笑ったときや話しているときに見える前歯は、顔の印象を大きく左右します。そのため、前歯が欠けたり抜けたりすると、見た目だけでなく、発音や食事にも支障をきたすことがあります。
こうした問題を解決する方法のひとつがブリッジ治療です。ブリッジは、失った歯の両隣を支えにして人工の歯をつなげる治療法で、見た目の自然さや噛む力の回復が期待できます。
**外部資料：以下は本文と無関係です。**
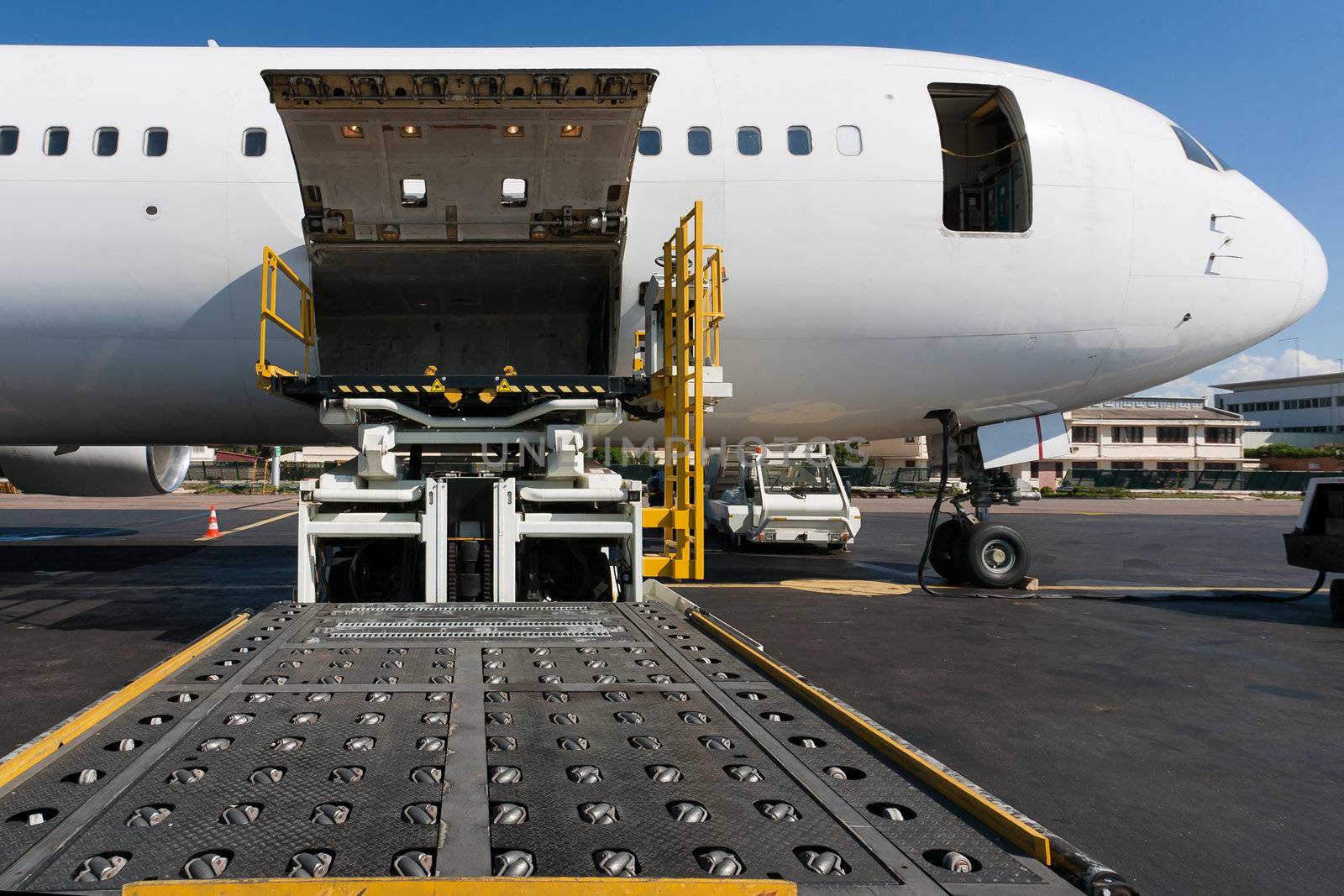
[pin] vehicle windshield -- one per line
(799, 474)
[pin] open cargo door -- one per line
(464, 219)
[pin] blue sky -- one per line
(1257, 82)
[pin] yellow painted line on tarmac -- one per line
(878, 587)
(252, 526)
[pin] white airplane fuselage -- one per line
(851, 309)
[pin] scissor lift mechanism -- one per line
(472, 485)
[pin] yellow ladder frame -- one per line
(692, 307)
(272, 266)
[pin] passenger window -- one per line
(985, 160)
(105, 141)
(57, 141)
(156, 141)
(800, 140)
(1193, 149)
(255, 141)
(749, 141)
(698, 141)
(848, 140)
(651, 141)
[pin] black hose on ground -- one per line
(1233, 597)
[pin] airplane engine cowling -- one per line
(96, 470)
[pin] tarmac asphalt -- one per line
(1189, 743)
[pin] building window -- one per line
(749, 141)
(105, 141)
(255, 143)
(800, 140)
(985, 163)
(1299, 403)
(156, 141)
(57, 141)
(651, 141)
(1193, 149)
(848, 140)
(698, 141)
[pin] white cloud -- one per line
(1245, 367)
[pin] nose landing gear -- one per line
(968, 548)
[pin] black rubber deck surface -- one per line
(468, 741)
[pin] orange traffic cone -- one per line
(213, 530)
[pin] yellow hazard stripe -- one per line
(951, 786)
(47, 745)
(464, 887)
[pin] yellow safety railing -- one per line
(272, 266)
(692, 307)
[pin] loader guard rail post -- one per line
(692, 307)
(272, 266)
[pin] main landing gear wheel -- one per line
(940, 550)
(991, 557)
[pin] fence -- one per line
(1195, 481)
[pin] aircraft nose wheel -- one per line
(990, 555)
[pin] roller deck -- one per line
(467, 741)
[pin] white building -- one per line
(1296, 410)
(1142, 432)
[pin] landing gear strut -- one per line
(969, 547)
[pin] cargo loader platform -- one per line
(602, 741)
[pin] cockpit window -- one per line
(1193, 149)
(799, 474)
今回は、前歯のブリッジ治療とは何かを解説します。前歯にブリッジ治療をするメリットやデメリット、費用、注意点についても解説しますので、前歯のブリッジ治療を検討されている方や、ブリッジ治療について知りたい方は、ぜひ参考にしてください。
目次
歯のブリッジとは

歯のブリッジとは、失われた歯の両隣にある健康な歯を土台として、人工の歯を固定する治療法です。この人工の歯を支える構造が橋(ブリッジ)のように見えることから、ブリッジという名称がつけられています。欠損した部分を補うことで、噛む力や見た目の回復を図る方法です。
ブリッジ治療は、入れ歯とは異なり、固定式の補綴装置であるため、違和感が少なく、会話や食事の際も自然に使うことができます。そのため、特に前歯など審美性が求められる部分の治療において、広く選ばれている方法です。
ただし、両隣の健康な歯を削って土台にする必要があるため、適応には慎重な判断が求められます。
前歯をブリッジにするメリット

前歯をブリッジにすることで得られる利点について、具体的に見ていきます。
見た目が自然で目立ちにくい
前歯は話すときや笑ったときに目立ちやすい部分です。ブリッジでは周囲の歯の色や形に合わせて人工歯を作るため、口元になじみやすい仕上がりになります。保険診療でも白い歯を入れることが可能であり、自費診療のセラミックではより自然な透明感も再現できます。
見た目の違和感が少ないことで、人前でも安心して笑顔を見せやすくなります。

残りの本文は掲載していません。